I added a couple of new charts to the Stats section ... in this case, both charts contain some
search engine stats.
Once again, visual data tells a really cool story -- it's great to see
about 14 months of data summarized in a visual way.
In these charts, I decided to focus on Google, MSN, and Yahoo search
engine bots and referrers. There's quite a few other bots, but
these three make up the vast majority, and the even when the other bots
hit, I'm not seeing any interesting traffic generated from their
respective portal. The clearest and easiest solution was to
simply omit them for the time being, but they can be added when/if
needed.
What's really interesting is watching the ramp up of the various
engines as they index the site over the first few months (September
2004). The number of requests have a direct relationship with the
bandwidth usage of the bots, and it's no secret that MSNBot is
quite, um, err, a bandwidth hog. There, I admitted it.
What I don't know is how and if the behavior is indicative of site
maturity and content versus the changing of the algorithms the search engine
bots use. For example, there's a huge spike in September 2005 (mainly from MSN, but also from the others) --
this may be caused by an increase in blogging activity (notice a
correlation with the
Traffic Analysis
data). At best, though, it's too early to tell since October has
just begun and those numbers will undoubtedly gain quickly on
September's data.
The Search Engine Referrals chart shows the number of referrals I'm
getting from the various sites. I'm not surprised at all to see
Google well above the others; to me, this illustrates Google's
popularity and what is likely a more effective indexing strategy --
Google is certainly taking less bandwidth.

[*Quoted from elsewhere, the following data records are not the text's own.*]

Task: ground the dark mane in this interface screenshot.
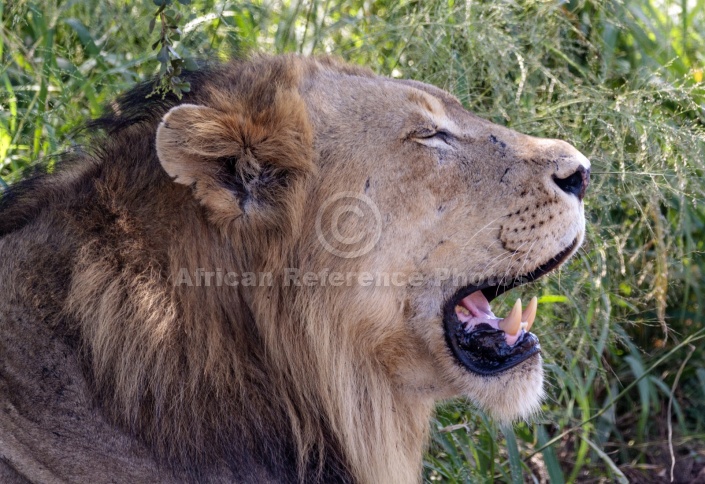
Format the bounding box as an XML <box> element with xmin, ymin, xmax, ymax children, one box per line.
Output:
<box><xmin>0</xmin><ymin>65</ymin><xmax>217</xmax><ymax>237</ymax></box>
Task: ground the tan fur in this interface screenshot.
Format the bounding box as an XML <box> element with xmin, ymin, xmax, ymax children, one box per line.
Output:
<box><xmin>0</xmin><ymin>56</ymin><xmax>589</xmax><ymax>483</ymax></box>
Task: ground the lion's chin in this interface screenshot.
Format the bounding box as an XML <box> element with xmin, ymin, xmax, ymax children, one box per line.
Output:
<box><xmin>466</xmin><ymin>354</ymin><xmax>545</xmax><ymax>425</ymax></box>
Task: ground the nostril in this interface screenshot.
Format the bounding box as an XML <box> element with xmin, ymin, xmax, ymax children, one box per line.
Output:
<box><xmin>553</xmin><ymin>166</ymin><xmax>590</xmax><ymax>200</ymax></box>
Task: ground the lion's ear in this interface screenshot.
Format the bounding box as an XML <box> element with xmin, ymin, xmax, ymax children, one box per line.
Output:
<box><xmin>156</xmin><ymin>95</ymin><xmax>314</xmax><ymax>222</ymax></box>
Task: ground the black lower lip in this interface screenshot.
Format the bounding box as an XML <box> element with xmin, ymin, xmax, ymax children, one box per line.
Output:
<box><xmin>445</xmin><ymin>318</ymin><xmax>541</xmax><ymax>376</ymax></box>
<box><xmin>443</xmin><ymin>238</ymin><xmax>578</xmax><ymax>376</ymax></box>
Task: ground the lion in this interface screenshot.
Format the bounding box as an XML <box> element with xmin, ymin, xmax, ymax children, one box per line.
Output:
<box><xmin>0</xmin><ymin>55</ymin><xmax>590</xmax><ymax>483</ymax></box>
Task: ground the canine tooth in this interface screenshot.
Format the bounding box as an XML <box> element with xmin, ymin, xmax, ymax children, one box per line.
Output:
<box><xmin>499</xmin><ymin>299</ymin><xmax>521</xmax><ymax>336</ymax></box>
<box><xmin>521</xmin><ymin>296</ymin><xmax>539</xmax><ymax>331</ymax></box>
<box><xmin>455</xmin><ymin>304</ymin><xmax>470</xmax><ymax>316</ymax></box>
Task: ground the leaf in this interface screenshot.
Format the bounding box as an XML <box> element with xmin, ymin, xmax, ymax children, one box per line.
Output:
<box><xmin>580</xmin><ymin>435</ymin><xmax>629</xmax><ymax>484</ymax></box>
<box><xmin>184</xmin><ymin>57</ymin><xmax>198</xmax><ymax>71</ymax></box>
<box><xmin>64</xmin><ymin>18</ymin><xmax>100</xmax><ymax>57</ymax></box>
<box><xmin>536</xmin><ymin>424</ymin><xmax>565</xmax><ymax>484</ymax></box>
<box><xmin>539</xmin><ymin>294</ymin><xmax>568</xmax><ymax>304</ymax></box>
<box><xmin>502</xmin><ymin>426</ymin><xmax>524</xmax><ymax>484</ymax></box>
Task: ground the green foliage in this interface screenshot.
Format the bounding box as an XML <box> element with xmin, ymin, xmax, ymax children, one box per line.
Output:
<box><xmin>149</xmin><ymin>0</ymin><xmax>196</xmax><ymax>99</ymax></box>
<box><xmin>0</xmin><ymin>0</ymin><xmax>705</xmax><ymax>482</ymax></box>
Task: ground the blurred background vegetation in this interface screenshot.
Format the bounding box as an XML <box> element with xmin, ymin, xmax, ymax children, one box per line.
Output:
<box><xmin>0</xmin><ymin>0</ymin><xmax>705</xmax><ymax>483</ymax></box>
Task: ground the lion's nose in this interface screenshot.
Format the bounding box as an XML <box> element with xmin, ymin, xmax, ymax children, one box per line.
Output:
<box><xmin>552</xmin><ymin>165</ymin><xmax>590</xmax><ymax>200</ymax></box>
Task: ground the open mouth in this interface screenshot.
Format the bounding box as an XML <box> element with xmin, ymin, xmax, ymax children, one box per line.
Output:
<box><xmin>443</xmin><ymin>238</ymin><xmax>578</xmax><ymax>375</ymax></box>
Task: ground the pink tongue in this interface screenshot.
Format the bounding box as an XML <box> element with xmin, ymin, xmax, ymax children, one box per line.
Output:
<box><xmin>456</xmin><ymin>291</ymin><xmax>521</xmax><ymax>346</ymax></box>
<box><xmin>462</xmin><ymin>291</ymin><xmax>495</xmax><ymax>318</ymax></box>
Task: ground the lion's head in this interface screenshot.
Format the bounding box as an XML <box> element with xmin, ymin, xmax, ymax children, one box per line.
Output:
<box><xmin>0</xmin><ymin>56</ymin><xmax>590</xmax><ymax>482</ymax></box>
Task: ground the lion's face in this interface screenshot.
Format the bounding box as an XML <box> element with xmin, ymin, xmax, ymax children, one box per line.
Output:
<box><xmin>298</xmin><ymin>73</ymin><xmax>590</xmax><ymax>421</ymax></box>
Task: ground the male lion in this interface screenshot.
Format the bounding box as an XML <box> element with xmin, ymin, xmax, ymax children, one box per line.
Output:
<box><xmin>0</xmin><ymin>56</ymin><xmax>590</xmax><ymax>483</ymax></box>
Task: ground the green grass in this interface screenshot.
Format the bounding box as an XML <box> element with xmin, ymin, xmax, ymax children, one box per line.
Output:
<box><xmin>0</xmin><ymin>0</ymin><xmax>705</xmax><ymax>483</ymax></box>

Both charts seem to indicate that October will be a very busy month,
since the numbers for every data point have surpassed
September for the same time frame, except for the number of hits from MSN's bot. Going
forward, I'd like to do drill down into the data to see the frequency and
duration of the crawls -- unfortunately, I do not have enough data to
construct much of a detailed history, but it will be there going forward.